Il lavoro sulla narrazione fatto a partire dal romanzo è estremamente complesso e in alcuni casi addirittura radicale. Tenendo conto di una generale fedeltà verso la materia prima, che Anderson tratta con grande rispetto e ammirazione, non sono pochi i punti in cui la riduzione rivela soluzioni nuove e inaspettate. Da un punto di vista generale, il paradosso maggiore consiste nel prendere un autore considerato dalla gran parte degli osservatori tra i più complicati da adattare al cinema e realizzarne una versione ancora più radicale dal punto di vista narrativo. Se, infatti, il romanzo di Pynchon, tenute presenti le caratteristiche inconfondibili della prosa dell’autore, si differenza dai lavori del passato denotando una maggiore aderenza a una narrazione forte e legata alla letteratura di genere, Paul Thomas Anderson porta il racconto alla suo più drastica polverizzazione, facendo esplodere completamente l’aspetto della detection, che nel libro possiede una maggiore linearità. In particolare la focalizzazione interna del racconto porta a una concatenazione di eventi che perde quasi sempre la sua natura consequenziale per abbracciarne una di carattere spiccatamente concettuale, una sorta di rappresentazione audiovisiva di ripetute associazioni mentali effettuate sotto l’effetto distorcente della cannabis. A questo livello il limite tra sogno e realtà diventa davvero sottile, così come quello tra il passato e il presente, in un incastro di scatole cinesi volto a rappresentare il mosaico della mente di Doc Sportello, dove i tasselli mancanti superano di gran lunga quelli decodificabili e dove a ogni nuova scoperta si moltiplicano esponenzialmente i punti interrogativi.

Come nel libro e in maniera ancora più esasperata, Doc sportello è naufrago nella stessa sua investigazione, la quale confina e si interseca con un labirinto prima di tutto mentale. Quello del protagonista è un mondo di fantasmi, dove i morti si scoprono vivi e questi ultimi in certi casi non lo sono mai stati realmente – “Like gone but not gone” . La resurrezione dei personaggi ha lo stesso statuto di quella del ricordo ed è veramente impossibile in certi casi (oltre che poco utile) capire dove finisca il reale e dove cominci l’allucinazione/ricordo/proiezione del protagonista, il quale è perennemente disperso nel vortice delle proprie lost highways dalle quali non vuole e soprattutto non riesce a uscire indenne. Lo stesso personaggio di Sortilège – quello che, non a caso, subisce la più profonda mutazione nel passaggio dalla carta alla pellicola – smette completamente di essere il carattere corporeo seppur contemplativo e riflessivo che era nel libro di Pynchon, per assumere una natura di tipo allucinatorio. La donna infatti diventa un’entità fantasmatica generata dal protagonista, voce narrate del film e bocca nello stream of consciousness interiore di Doc. Simbolo semi-materico della sua schizofrenia, Sortilège rappresenta il veicolo narrativo deputato a innescare quel meccanismo di vai e vieni tra presente e passato, tra ricordo nostalgico e disillusione che sta alla base della tossicodipendenza attuale del protagonista.

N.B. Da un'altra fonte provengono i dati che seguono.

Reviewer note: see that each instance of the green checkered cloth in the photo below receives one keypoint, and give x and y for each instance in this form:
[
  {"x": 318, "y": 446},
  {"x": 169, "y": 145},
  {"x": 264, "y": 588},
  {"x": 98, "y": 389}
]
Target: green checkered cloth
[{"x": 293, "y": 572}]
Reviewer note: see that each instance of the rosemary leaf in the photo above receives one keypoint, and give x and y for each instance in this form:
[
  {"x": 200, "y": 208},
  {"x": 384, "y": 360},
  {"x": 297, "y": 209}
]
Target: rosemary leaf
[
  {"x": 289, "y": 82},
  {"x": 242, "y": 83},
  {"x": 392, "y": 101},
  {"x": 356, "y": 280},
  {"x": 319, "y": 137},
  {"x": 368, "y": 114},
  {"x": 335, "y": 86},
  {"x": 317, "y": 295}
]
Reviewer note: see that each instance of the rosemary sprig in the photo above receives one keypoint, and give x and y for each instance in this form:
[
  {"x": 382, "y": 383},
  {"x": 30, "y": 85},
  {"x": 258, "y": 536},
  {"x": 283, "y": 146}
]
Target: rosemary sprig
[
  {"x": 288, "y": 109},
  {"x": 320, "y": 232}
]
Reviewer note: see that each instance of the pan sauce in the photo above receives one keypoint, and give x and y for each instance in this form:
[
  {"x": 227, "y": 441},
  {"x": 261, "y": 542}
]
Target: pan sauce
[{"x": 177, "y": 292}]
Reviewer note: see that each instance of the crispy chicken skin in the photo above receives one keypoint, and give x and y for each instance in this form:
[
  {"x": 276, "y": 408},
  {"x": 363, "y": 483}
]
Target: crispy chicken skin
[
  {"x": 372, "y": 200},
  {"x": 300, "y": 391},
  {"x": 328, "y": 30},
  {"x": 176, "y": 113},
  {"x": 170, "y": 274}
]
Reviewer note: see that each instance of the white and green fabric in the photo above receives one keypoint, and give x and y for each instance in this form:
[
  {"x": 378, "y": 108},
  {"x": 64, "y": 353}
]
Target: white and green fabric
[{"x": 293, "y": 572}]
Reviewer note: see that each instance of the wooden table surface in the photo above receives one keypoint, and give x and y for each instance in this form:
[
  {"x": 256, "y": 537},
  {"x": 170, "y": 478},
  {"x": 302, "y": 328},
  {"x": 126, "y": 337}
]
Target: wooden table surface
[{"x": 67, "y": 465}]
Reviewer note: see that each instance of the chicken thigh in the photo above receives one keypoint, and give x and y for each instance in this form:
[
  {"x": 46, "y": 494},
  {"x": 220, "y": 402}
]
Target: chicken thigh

Sin dal testo pynchoniano la figura di Doc Sportello è in bilico tra reale e ideale, tra un modello dai contorni più o meno definiti ma sempre comunque caratterizzato da una oggettiva performatività, una sorta di voler essere del protagonista e dall’altra parte la costante incapacità di riuscire ad aderirvi. Se nel romanzo Sportello è attratto da un ideale maschile più legato alla letteratura e al cinema di genere, che trova spesso la sua concretizzazione nei personaggi interpretati da John Garfield, nel film l’incompiutezza è molto più intima e declinata tramite una sensazione di costante malinconia, di rimpianto nei confronti di un amore perduto e di un’incessante sofferenza per la mancanza della donna amata.

Sono di grandissima efficacia da questo punto di vista le due sequenze accompagnate dalla musica originale di Neil Young. Nella prima Sportello sotto le note di Harvest , dopo aver ricevuto un’ambigua telefonata circa la fuga/rapimento di Shasta (voce reale o immaginazione?) cerca col binocolo puntando verso l’orizzonte l’immagine/idea della donna di cui è ancora innamorato; dopo un’inquadratura del veliero della Golden Fang che si allontana in alto mare (immagine puramente metaforica) segue un primo piano di Shasta sorridente (vera e propria immagine mentale), avvolta da un rosso denso e passionale in contrasto con il malinconico blu in cui è immerso Doc, evidenziando così il preciso lavoro del direttore della fotografia Robert Elswit. L’altra indimenticabile sequenza, divenuta in poco tempo tra le più celebri per via della perfetta interazione tra musica e immagini, è quella del montaggio musicale costruito su Journey Through the Past . Ancora una volta è un dispositivo di visione a innescare il viaggio nel passato di Doc: è infatti la cartolina della lasciata da Shasta a riportarlo a quell’idillio da cui non riesce e non vuole scollarsi, rappresentato alla perfezione dai movimenti di macchina che riprendono i due innamorati sotto la pioggia correre, fermarsi e poi abbracciarsi, scanditi dalla malinconica e al contempo romanticissima steel guitar di Neil Young.

Il vizio di forma emerge nel finale e dà senso all’intera impalcatura narrativa: le uova che si rompono, il cioccolato che si scioglie, quel vizio intrinseco, quella ferita insanabile, quella malinconia mista a nostalgia che pervade l’animo del protagonista e che diventa ben presto il vero oggetto della sua detection. Shasta si allontana tra le onde del mare, come un sogno infranto e mai più ricomponibile, esattamente come lo scrittore del Lungo addio atlmaniano che sparisce nel magma metaforico di un oceano notturno. Solo attraverso una presa di coscienza vera, reale, solo tramite l’accettazione di una mutilazione permanente e di un dolore cui convivere, solo interpretando il proprio radicale romanticismo come unica via per conoscere se stesso, solo allora Doc può avere la forza di guardare la luce dritta negli occhi, potendosi permettere anche un ultimo ghigno di autocompiacimento.